Ramallah, le 18 mai 2026, WAFA – Le huitième Congrès général du mouvement de libération nationale palestinien Fatah a réaffirmé, dans son communiqué final publié lundi, que l’Organisation de libération de la Palestine (OLP) demeure « le seul représentant légitime du peuple palestinien » et « la réalisation politique la plus importante » du peuple palestinien depuis la Nakba de 1948.
Réuni du 14 au 16 mai simultanément à Ramallah, Gaza, Beyrouth et au Caire sous le slogan « Un nouvel élan – Résilience, liberté et indépendance », le Congrès a insisté sur l’attachement du peuple palestinien à sa terre et à son droit au retour, tout en dénonçant la poursuite de la guerre à Gaza, l’expansion de la colonisation israélienne et les violations commises à Jérusalem et en Cisjordanie occupée.
Le mouvement a affirmé que l’unité nationale palestinienne ne peut être réalisée qu’au sein de l’OLP et sur la base du respect de sa légitimité, des décisions de ses institutions nationales et de l’unité du système politique palestinien en Cisjordanie, y compris Jérusalem-Est, et dans la bande de Gaza, sous « une seule loi et une seule autorité légitime ».
Le communiqué souligne également que « Jérusalem restera la perle de la couronne et la capitale éternelle de l’État de Palestine », réaffirmant l’engagement du mouvement à soutenir la population de la ville, à faire face aux politiques d’« israélisation » et à défendre les lieux saints musulmans et chrétiens, notamment la mosquée Al-Aqsa et l’église du Saint-Sépulcre.
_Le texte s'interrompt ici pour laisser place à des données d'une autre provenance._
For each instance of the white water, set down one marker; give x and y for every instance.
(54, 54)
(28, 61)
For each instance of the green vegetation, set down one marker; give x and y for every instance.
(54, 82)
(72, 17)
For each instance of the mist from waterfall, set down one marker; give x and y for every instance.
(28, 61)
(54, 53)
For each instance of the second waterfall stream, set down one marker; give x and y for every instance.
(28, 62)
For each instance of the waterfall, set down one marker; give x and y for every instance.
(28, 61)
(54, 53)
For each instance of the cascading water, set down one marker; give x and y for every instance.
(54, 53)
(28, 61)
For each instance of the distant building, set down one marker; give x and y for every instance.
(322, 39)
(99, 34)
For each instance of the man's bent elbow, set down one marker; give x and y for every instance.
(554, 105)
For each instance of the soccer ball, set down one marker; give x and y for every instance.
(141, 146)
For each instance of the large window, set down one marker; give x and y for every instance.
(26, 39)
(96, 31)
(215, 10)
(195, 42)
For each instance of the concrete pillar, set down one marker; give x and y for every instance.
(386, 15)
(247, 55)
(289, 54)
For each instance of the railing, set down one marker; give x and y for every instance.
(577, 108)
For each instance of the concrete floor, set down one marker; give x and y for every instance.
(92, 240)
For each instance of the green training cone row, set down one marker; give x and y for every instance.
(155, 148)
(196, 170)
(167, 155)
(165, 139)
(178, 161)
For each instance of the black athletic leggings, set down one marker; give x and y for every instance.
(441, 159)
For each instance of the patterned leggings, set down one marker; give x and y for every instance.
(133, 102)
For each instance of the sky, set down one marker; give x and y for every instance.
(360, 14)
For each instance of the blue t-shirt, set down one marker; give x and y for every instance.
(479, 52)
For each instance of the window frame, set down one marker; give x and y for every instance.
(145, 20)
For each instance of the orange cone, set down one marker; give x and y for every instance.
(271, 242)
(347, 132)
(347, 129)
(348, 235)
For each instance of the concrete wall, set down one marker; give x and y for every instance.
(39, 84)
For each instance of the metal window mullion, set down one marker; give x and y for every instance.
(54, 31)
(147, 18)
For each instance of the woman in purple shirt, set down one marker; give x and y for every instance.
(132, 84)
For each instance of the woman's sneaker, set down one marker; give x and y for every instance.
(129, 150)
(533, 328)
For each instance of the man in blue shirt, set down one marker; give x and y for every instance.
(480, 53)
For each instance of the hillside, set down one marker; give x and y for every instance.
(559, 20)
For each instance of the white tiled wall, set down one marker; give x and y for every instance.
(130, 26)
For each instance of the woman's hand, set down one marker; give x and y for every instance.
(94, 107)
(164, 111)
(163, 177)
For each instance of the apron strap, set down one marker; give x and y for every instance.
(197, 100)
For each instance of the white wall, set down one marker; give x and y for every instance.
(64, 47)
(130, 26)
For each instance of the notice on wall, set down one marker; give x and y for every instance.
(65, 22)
Fatah a par ailleurs réitéré son soutien à la tutelle hachémite jordanienne sur les lieux saints de Jérusalem.
Concernant Gaza, le Congrès a affirmé qu’« il n’y a pas d’État sans Gaza, ni d’État dans Gaza », qualifiant la guerre en cours dans l’enclave de « tache de honte pour l’humanité ». Le mouvement a insisté sur la nécessité d’un cessez-le-feu, de la réouverture des points de passage, de l’acheminement de l’aide humanitaire et du lancement du processus de reconstruction sous l’autorité du gouvernement palestinien.
Le communiqué a également dénoncé la poursuite des opérations militaires israéliennes dans les camps de réfugiés de Jénine, Tulkarem et Nour Shams, ainsi que l’intensification de la colonisation et des attaques de colons sous protection de l’armée israélienne.
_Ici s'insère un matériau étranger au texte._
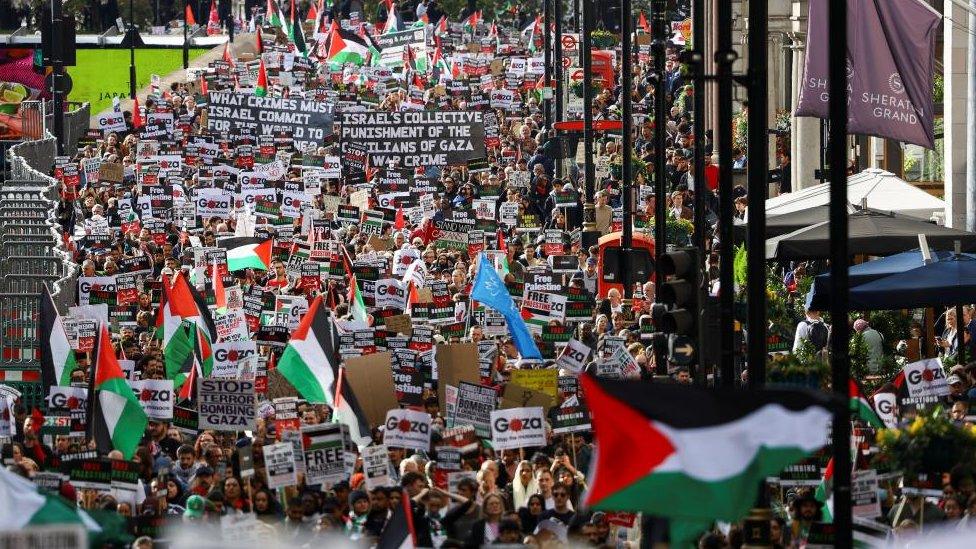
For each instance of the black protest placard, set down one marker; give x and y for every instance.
(226, 404)
(417, 138)
(474, 406)
(307, 120)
Fatah a réaffirmé son attachement à la « résistance populaire pacifique » face à l’occupation et à la colonisation, appelant à renforcer les mécanismes de protection des villages palestiniens menacés par les attaques de colons.
Le mouvement a en outre condamné les mesures israéliennes visant l’Office de secours et de travaux des Nations unies pour les réfugiés de Palestine (UNRWA), accusant Israël de chercher à « liquider la question des réfugiés palestiniens » et à remettre en cause leur droit au retour. Le Congrès a insisté sur le fait qu’Israël « ne dispose d’aucune légitimité pour mettre fin au mandat de l’UNRWA », tout en appelant à renforcer le soutien politique, juridique et financier à l’agence onusienne.
La question des prisonniers palestiniens a occupé une place centrale dans le communiqué. Fatah a qualifié la libération des détenus palestiniens de « mission nationale sacrée », dénonçant les pratiques israéliennes de torture, de privation de soins médicaux, de détention arbitraire et de disparition forcée, qu’il considère comme des violations du droit international et des Conventions de Genève.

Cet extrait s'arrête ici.